British Prime Minister Theresa May and US President-elect Donald Trump discussed NATO spending in their second phone conversation since the populist tycoon stormed to victory in Washington.
Hopes of a pre-Christmas face-to-face meeting appear to have been squashed, but a Downing Street spokesperson told the Times on Wednesday that the two had agreed to meet as soon as they could and to stay in contact.
The spokesperson said the two leaders had decided “their teams should continue to build close relationships through this period, including with a meeting of their National Security Advisers in the United States before Christmas.”
The two apparently discussed NATO spending, and the symbolic two percent of gross domestic product (GDP) member states are required to spend on defense.
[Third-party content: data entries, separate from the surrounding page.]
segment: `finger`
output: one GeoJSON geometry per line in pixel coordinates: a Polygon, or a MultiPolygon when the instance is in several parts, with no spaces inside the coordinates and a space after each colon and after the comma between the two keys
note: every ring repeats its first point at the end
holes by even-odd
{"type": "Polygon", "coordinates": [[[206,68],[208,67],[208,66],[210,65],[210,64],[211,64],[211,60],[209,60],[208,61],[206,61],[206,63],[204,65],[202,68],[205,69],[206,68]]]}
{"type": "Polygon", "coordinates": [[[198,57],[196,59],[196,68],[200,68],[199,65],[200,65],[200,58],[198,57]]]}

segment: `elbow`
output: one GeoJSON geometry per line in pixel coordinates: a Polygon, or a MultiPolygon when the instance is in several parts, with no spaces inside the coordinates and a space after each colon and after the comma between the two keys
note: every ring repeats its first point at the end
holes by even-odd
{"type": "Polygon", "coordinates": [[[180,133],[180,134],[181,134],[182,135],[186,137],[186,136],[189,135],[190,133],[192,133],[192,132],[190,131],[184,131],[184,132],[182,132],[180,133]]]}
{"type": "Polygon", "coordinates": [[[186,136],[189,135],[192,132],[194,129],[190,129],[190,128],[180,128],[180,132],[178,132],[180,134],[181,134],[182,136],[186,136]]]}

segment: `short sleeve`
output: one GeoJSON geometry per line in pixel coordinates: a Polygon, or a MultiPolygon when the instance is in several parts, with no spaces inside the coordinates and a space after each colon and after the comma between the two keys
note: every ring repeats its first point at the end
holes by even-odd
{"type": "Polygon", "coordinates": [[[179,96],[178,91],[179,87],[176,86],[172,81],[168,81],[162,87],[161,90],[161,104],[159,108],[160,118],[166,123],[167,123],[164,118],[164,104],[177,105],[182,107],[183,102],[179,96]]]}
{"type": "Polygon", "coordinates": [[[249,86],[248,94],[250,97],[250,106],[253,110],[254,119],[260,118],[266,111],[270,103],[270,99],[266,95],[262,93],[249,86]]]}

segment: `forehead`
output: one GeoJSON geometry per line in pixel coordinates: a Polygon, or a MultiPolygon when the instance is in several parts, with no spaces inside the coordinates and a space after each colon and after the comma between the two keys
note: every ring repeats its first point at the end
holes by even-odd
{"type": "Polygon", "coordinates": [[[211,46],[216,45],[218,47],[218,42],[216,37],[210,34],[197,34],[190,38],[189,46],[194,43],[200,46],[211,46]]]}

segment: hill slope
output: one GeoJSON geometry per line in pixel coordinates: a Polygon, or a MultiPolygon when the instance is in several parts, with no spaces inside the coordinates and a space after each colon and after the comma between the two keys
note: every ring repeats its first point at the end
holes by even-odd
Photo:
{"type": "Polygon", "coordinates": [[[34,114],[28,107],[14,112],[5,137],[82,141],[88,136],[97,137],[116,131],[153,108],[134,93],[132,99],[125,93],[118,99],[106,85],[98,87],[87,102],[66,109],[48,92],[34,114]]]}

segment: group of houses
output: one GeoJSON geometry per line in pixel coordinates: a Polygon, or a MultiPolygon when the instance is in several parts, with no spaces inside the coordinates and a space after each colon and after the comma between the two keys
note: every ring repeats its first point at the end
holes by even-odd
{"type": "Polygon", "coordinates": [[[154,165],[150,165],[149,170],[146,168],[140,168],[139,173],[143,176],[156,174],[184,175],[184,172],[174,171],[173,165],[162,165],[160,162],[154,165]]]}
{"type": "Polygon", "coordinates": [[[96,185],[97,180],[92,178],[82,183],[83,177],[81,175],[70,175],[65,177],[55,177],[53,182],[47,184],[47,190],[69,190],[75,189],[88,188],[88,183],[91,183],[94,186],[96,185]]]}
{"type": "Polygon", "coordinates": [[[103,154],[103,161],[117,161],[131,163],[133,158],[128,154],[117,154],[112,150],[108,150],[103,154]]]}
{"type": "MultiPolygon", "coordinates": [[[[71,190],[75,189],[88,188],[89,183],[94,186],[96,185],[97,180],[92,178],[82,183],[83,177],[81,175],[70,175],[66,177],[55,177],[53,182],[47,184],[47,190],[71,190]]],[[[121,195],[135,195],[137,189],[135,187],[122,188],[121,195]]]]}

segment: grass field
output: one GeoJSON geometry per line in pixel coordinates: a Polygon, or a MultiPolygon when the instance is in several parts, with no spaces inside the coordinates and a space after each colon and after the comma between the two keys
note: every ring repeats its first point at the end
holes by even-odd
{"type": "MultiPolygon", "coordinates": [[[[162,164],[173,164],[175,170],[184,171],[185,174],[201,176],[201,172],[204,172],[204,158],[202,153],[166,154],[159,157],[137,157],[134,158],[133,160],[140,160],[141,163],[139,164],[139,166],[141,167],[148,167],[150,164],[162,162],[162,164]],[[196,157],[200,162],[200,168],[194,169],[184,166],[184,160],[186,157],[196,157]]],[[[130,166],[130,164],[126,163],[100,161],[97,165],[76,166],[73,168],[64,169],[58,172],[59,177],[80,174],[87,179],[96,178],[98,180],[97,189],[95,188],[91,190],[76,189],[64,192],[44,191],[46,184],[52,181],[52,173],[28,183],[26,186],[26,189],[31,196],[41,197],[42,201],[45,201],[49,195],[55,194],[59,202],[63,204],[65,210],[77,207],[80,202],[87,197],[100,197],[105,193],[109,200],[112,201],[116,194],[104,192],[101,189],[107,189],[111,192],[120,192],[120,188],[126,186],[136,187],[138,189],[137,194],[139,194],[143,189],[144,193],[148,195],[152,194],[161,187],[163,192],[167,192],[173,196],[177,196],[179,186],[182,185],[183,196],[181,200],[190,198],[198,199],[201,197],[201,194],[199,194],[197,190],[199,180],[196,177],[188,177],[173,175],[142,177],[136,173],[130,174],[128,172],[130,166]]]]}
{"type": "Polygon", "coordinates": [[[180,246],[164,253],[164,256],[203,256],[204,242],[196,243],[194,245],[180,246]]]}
“They discussed NATO, agreeing on the importance of the alliance, the need for more NATO members to meet the target of spending 2 percent of GDP, and the role that NATO can play in addressing diverse threats,” the spokesman said.
Trump’s foreign policy views are yet to fully crystallize, having regularly shifted – and often between extremes – over the course of the election campaign.
In late November, a UK security scholar suggested a major divergence from the post-1945 ‘special relationship’ between the two nations should not be ruled out.
Malcolm Chambers, who is deputy head of Britain’s centuries old think tank the Royal United Services Institute (RUSI), told Defense News it is “already incumbent upon the British government to begin some serious thinking on the basis of what he might do,” pointing to what he termed Trump’s “evident sympathy” for Russian President Vladimir Putin.
“There should be no taboos about discussing the possibility of a fundamental divergence of outlook with the US,” he stressed.
Other issues which are likely to define the UK-US alliance are relations with China and approaches to fighting Islamic State (IS, formerly ISIS/ISIL).